As a spinner and a knitter and, now, a weaver (more on that later), I know something about the labor involved in making a piece of clothing. It’s significant, in the way getting a college degree is significant. Ignoring the fact that I start after the sheep has been fed and sheared, or the plant grown and harvested, the fiber has to be washed, cleaned and combed. This takes days to do. Then it has to be spun into singles, which then have to be plied with other singles to make yarn. My handspun yarn is always a two ply because of the sheer amount of labor, but commercial yarns vary between two ply and eight ply. Then, the yarn has to be turned into fabric. Knit fabric, by hand, is very labor intensive. A single plain sock can take twelve hours of knitting time, depending on the gauge of the fabric and the speed of the knitter. Woven fabric is a little faster, but then has to be cut and sewn and fashioned into a garment.
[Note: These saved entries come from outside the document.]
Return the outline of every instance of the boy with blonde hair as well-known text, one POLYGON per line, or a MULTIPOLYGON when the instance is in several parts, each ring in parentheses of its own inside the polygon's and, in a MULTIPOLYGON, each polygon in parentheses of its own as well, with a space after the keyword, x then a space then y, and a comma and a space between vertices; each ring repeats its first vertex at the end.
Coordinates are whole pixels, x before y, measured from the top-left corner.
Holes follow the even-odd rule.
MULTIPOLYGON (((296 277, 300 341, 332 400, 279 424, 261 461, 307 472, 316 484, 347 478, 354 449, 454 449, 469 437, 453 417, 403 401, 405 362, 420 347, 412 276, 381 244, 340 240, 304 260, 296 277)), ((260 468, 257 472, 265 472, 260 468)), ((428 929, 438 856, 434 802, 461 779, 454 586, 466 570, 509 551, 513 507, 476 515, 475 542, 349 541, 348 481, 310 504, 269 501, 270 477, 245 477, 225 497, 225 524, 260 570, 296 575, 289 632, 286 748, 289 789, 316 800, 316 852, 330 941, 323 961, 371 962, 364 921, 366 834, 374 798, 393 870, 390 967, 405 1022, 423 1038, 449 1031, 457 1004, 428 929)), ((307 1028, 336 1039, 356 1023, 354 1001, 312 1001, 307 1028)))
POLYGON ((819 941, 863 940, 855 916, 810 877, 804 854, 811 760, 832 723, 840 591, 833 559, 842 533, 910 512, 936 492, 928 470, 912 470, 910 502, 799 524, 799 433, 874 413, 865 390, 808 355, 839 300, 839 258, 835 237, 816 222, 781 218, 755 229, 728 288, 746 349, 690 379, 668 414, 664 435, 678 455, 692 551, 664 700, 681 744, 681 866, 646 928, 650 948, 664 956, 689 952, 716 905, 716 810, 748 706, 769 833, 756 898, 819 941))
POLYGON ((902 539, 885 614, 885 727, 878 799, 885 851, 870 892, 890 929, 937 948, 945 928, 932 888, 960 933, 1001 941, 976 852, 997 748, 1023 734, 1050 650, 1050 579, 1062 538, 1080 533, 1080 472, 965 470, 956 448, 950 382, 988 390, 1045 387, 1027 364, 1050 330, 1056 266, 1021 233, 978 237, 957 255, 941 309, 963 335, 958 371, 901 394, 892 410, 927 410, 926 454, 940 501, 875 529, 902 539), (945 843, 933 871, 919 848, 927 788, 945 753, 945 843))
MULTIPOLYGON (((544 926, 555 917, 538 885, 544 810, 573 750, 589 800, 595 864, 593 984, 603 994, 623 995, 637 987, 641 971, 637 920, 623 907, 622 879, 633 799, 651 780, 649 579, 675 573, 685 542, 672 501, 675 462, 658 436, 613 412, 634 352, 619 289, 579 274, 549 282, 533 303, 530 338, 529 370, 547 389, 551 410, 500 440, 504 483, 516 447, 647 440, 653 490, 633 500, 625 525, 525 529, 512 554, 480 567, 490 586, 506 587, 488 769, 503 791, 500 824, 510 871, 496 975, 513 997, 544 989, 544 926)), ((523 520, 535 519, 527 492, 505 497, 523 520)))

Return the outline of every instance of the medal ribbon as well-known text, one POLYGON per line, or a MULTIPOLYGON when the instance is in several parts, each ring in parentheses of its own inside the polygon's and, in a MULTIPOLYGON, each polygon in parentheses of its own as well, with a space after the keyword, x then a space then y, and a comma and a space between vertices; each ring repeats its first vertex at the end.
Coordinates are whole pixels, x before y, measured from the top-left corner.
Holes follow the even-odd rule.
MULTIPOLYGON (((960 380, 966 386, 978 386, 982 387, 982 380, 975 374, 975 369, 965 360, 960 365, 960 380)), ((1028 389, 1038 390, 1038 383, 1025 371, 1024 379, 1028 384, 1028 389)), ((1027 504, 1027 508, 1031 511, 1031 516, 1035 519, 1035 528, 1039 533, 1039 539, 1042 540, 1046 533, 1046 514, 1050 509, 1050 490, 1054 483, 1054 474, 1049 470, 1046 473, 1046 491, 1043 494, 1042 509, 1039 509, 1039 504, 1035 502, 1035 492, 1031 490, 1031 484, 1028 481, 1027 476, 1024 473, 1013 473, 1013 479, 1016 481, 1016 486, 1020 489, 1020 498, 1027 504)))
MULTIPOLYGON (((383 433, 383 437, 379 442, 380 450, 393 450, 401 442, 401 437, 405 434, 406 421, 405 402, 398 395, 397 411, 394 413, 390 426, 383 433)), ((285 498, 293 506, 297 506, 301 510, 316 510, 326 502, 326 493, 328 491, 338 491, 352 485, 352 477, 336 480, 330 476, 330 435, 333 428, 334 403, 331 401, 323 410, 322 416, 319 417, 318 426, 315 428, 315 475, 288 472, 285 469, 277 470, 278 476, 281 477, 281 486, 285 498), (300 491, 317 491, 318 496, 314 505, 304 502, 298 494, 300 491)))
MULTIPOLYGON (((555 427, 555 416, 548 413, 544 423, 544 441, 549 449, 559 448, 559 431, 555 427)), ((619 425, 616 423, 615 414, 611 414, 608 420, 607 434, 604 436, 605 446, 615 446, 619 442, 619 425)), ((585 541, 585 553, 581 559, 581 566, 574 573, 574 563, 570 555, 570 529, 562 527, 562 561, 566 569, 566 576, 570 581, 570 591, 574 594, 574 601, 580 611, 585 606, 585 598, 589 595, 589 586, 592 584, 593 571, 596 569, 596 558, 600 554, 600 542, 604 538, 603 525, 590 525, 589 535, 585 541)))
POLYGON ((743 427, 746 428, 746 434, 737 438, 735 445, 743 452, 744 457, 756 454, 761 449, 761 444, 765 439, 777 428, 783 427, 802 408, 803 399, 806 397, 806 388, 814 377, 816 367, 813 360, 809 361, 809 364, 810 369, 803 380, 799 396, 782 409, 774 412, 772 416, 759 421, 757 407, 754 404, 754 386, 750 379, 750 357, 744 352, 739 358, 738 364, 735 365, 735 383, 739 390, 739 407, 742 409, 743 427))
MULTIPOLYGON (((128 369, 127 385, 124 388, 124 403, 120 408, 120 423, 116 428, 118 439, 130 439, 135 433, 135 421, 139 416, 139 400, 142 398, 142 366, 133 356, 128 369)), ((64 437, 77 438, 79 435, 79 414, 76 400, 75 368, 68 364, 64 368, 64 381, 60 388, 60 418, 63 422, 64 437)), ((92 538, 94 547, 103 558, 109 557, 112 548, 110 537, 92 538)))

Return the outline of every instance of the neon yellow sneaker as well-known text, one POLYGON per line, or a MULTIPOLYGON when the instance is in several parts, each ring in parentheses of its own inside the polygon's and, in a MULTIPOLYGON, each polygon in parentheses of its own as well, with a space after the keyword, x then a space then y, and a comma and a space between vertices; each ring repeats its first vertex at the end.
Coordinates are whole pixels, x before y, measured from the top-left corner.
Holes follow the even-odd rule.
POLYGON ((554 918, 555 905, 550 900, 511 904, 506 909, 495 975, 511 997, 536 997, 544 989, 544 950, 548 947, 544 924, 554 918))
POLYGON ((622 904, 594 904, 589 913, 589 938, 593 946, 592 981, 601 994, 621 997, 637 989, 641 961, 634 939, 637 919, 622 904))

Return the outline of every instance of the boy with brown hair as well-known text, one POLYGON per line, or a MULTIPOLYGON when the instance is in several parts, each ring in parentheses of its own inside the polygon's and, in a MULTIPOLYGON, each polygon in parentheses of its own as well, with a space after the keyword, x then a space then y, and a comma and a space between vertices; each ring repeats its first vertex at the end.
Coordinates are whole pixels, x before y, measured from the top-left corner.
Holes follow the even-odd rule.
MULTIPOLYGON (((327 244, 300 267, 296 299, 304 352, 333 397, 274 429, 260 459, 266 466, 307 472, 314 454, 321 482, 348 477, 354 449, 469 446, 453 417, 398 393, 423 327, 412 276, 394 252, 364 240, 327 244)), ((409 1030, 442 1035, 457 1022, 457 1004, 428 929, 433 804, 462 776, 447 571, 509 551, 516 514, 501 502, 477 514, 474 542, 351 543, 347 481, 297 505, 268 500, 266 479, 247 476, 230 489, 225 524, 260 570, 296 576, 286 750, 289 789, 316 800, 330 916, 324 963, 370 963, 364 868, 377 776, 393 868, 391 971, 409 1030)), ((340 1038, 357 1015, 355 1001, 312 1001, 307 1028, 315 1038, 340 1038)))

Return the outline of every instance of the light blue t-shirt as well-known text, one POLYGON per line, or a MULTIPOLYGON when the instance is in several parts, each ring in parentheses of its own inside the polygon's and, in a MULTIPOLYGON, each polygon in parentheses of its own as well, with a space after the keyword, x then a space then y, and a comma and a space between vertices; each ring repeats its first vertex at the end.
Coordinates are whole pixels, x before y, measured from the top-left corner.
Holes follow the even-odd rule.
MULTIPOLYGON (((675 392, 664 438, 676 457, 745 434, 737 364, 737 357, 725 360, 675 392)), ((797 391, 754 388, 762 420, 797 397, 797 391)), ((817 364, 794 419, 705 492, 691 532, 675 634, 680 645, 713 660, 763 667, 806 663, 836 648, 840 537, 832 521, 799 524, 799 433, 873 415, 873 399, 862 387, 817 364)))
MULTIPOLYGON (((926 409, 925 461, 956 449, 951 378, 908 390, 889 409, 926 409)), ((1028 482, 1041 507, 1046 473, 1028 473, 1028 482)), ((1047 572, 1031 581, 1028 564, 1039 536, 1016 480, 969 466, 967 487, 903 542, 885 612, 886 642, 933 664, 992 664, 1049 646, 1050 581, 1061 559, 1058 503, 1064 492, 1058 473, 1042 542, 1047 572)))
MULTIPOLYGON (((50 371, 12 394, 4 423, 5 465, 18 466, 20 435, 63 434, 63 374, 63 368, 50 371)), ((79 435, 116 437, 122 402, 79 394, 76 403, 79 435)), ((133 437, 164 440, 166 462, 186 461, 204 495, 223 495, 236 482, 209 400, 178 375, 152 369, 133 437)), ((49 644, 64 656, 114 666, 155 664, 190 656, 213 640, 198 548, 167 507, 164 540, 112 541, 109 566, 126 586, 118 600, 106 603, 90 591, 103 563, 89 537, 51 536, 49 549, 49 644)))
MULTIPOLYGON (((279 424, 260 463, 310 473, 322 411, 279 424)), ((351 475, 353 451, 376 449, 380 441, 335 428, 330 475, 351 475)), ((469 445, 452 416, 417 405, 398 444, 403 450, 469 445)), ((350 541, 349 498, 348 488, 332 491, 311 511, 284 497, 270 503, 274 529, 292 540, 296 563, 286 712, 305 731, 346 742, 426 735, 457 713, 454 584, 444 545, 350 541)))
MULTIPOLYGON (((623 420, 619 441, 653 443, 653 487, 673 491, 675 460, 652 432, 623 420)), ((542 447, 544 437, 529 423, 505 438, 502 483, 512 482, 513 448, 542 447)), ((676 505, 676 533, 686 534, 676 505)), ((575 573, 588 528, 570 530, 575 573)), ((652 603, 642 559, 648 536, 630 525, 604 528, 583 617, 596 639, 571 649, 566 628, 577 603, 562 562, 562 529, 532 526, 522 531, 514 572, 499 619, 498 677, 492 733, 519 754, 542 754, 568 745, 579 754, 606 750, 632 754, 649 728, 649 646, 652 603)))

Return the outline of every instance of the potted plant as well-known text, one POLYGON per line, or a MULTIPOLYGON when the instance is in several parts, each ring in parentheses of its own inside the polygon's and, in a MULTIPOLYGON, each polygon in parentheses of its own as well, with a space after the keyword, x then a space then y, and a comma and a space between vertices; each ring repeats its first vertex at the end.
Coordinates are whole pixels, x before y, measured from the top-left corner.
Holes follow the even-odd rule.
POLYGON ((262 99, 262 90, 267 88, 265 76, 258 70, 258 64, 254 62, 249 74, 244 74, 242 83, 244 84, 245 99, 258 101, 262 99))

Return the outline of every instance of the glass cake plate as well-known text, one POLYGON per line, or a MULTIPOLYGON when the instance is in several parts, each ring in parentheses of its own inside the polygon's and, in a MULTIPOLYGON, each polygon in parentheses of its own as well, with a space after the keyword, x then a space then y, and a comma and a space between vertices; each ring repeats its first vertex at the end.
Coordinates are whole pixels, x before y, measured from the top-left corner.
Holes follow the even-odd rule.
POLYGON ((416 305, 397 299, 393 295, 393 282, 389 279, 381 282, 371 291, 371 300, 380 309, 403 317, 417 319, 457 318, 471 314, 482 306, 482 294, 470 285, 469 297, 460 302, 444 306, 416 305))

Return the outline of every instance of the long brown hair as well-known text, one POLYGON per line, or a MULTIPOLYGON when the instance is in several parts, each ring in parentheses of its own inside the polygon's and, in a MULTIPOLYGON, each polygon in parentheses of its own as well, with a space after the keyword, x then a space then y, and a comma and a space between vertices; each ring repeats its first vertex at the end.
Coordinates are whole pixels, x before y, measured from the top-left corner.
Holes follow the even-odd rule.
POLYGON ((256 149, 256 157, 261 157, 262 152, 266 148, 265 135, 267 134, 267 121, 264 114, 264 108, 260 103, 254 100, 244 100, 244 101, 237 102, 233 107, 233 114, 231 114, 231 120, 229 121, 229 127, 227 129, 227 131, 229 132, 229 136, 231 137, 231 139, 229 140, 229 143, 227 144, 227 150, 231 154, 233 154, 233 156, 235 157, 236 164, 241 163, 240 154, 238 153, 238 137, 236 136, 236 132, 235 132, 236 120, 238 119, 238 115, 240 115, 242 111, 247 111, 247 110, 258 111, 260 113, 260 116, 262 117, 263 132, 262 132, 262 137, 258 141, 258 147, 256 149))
There can be a lot of variation of labor there there, depending on the quality and complexity of the garment.
And yet, we can go into a mall and buy a cheap t-shirt for less than $15. Elizabeth Cline, a journalist turned book writer, seeks to answer how we got there and why that’s a bad thing. Overdressed begins with a history of the fashion industry and moves into the current state of it today, covering the economics behind why all of our clothes have Made in China and Made in India labels on them and why it’s so damn hard to buy a dress that’s not made of polyester.
In addition to the lesson in economic history, Kline makes an argument that the end result of this more-is-less sort of mentality is that we now have a worldwide cheap fashion market that’s environmentally unsustainable. We throw out our clothes instead of fixing them. We ship cloth around the world to cheap labor countries. The amount of diesel used in this alone is staggering. The clothes are then sewn together as cheaply as possible, sacrificing artistry for profit, then shipped out all over the world. It is the opposite of the localvore movement. It’s also nearly impossible to escape as a casual consumer. So, Kline asks us not to be casual consumers, to buy less and more critically, to honor the process by which a shirt gets into our closets and to value it for the resource that it is.
Several years ago, on Facebook, I asked my Facebookerrati where a good place to source ethical clothing was. I didn’t get a single response; an unusual thing among my crowd. No one knew, even though my list is filled with the sort of hyperintellectual lefties who should know these sorts of things. These are the same people that know the farms that their vegetables come from and drive hybrid vehicles and wouldn’t use a plastic bag if their life depended on it. But there was a wide ignorance about the global fashion market, even though every one of us reaches for many of its products every morning. Overdressed attempts to fill in this knowledge gap and Kline does a good job. As a fiber person, it rings particularly true, but it’s a book that everyone should learn from before grabbing that next pair of two dollar nylon socks.
Above all, she finally answers my question. How do you ethically shop for clothing in a sustainable way? At last, I have my answer.